Software Engineering Institute Carnegie Mellon

Software Architecture for Dependable and Evolvable Industrial Computing Systems, A

Lui Sha
Ragunathan Rajkumar
Michael Gagliardi

Technical Report
CMU/SEI-95-TR-005

PDF File
PostScript File

The downtime of a large industrial operation is often prohibitively expensive and a failure of a mission critical system could have disastrous consequences. Lacking an effective approach to mitigate the risks in system upgrades or to introduce third party supplied open system components, many industrial systems and defense systems are forced to keep outdated computing hardware and software.

A paradigm shift is needed, from a focus on enabling technologies for completely new installations to one which is designed to mitigate the risk and cost of bringing new technology into functioning systems. Innovative technology is needed to support the task of technology insertion. Quickly and reliably turning unparalleled American innovations into industrial competitiveness and defense technological superiority is of strategic importance.

The Simplex architecture has been developed to support safe and reliable online upgrade of hardware and software components in spite of errors in the new modules. This paper gives a brief overview of the underlying technologies.

Industrial and defense computing systems often have stringent safety, reliability and timing constraints. Failure in such systems can potentially have catastrophic consequences, and system downtimes can be expensive.
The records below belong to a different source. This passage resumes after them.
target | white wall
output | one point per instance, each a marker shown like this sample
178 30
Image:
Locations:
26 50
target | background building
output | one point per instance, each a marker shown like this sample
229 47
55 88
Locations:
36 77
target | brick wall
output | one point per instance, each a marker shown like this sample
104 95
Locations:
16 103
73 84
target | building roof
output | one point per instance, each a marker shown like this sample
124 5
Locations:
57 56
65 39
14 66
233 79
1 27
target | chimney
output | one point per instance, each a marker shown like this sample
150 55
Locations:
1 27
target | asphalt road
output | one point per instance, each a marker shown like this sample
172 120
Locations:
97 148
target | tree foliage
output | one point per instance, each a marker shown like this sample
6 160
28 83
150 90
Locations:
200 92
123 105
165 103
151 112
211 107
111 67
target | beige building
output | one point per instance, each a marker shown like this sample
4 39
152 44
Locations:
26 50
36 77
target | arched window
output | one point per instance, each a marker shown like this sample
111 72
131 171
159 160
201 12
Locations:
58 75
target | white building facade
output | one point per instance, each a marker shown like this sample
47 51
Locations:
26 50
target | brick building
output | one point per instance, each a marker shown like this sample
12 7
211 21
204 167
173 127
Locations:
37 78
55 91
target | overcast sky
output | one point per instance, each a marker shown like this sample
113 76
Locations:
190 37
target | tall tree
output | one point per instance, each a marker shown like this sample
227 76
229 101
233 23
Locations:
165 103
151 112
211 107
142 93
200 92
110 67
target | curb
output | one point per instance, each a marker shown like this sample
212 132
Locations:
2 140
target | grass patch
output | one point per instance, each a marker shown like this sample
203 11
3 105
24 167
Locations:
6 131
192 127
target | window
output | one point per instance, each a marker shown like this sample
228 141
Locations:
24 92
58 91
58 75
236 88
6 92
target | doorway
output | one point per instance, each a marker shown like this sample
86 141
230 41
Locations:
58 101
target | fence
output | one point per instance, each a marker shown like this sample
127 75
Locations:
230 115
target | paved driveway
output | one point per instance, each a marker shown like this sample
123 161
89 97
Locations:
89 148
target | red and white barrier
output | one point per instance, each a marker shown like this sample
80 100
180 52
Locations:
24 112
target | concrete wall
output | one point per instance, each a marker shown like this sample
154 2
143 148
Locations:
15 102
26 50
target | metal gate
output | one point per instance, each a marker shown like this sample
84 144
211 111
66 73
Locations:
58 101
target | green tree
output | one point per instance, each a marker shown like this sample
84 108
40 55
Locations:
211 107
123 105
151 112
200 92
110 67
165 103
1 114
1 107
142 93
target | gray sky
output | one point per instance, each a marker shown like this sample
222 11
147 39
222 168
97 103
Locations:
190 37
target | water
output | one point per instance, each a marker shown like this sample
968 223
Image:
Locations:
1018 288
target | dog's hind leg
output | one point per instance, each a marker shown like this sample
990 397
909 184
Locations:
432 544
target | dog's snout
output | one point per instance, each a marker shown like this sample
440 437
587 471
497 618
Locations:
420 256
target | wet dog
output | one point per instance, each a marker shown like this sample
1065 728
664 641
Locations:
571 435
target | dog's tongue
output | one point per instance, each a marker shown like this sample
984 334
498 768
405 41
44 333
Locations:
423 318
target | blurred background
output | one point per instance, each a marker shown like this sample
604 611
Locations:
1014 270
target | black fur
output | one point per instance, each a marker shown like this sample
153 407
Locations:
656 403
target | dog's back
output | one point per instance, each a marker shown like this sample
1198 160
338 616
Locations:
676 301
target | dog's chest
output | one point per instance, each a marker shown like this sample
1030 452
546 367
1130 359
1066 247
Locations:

In this paper, we give a brief overview of the technology foundation of the Simplex Architecture. The architecture can be used to maintain the safety, reliability and real-time constraints of industrial and defense computing systems, despite inevitable glitches when new technologies are introduced and integrated with existing equipment. The architecture is based on open system components, and supports the safe evolution of the application software architecture itself online. It will also support the safe online addition and removal of computing hardware and system software.

Two demonstration prototypes were built and are available for demonstration. The single computer prototype uses a personal computer controls that an inverted pendulum. The controller software can be modified on the fly. Members of audience are invited to modified the control software online. Arbitrary bugs at the application level can be inserted by the audience. The demonstration shows that the control performance can only be improved but not degraded. A triplicated fault tolerant group implements the model based voting. It permits the safe online modification of not only the application software but the hardware and system software. An improved minority can gain and improved the control performance. However, no hardware or software errors at that computer can degrade the control, including malicious attempts with root privileges at that computer. The triplicated fault tolerant group can also be reconfigured online into a duplex system or a uni-processor system and vice versa as needed.

Currently, the SEI is actively working with industry partners and government agencies to mature this promising new technology.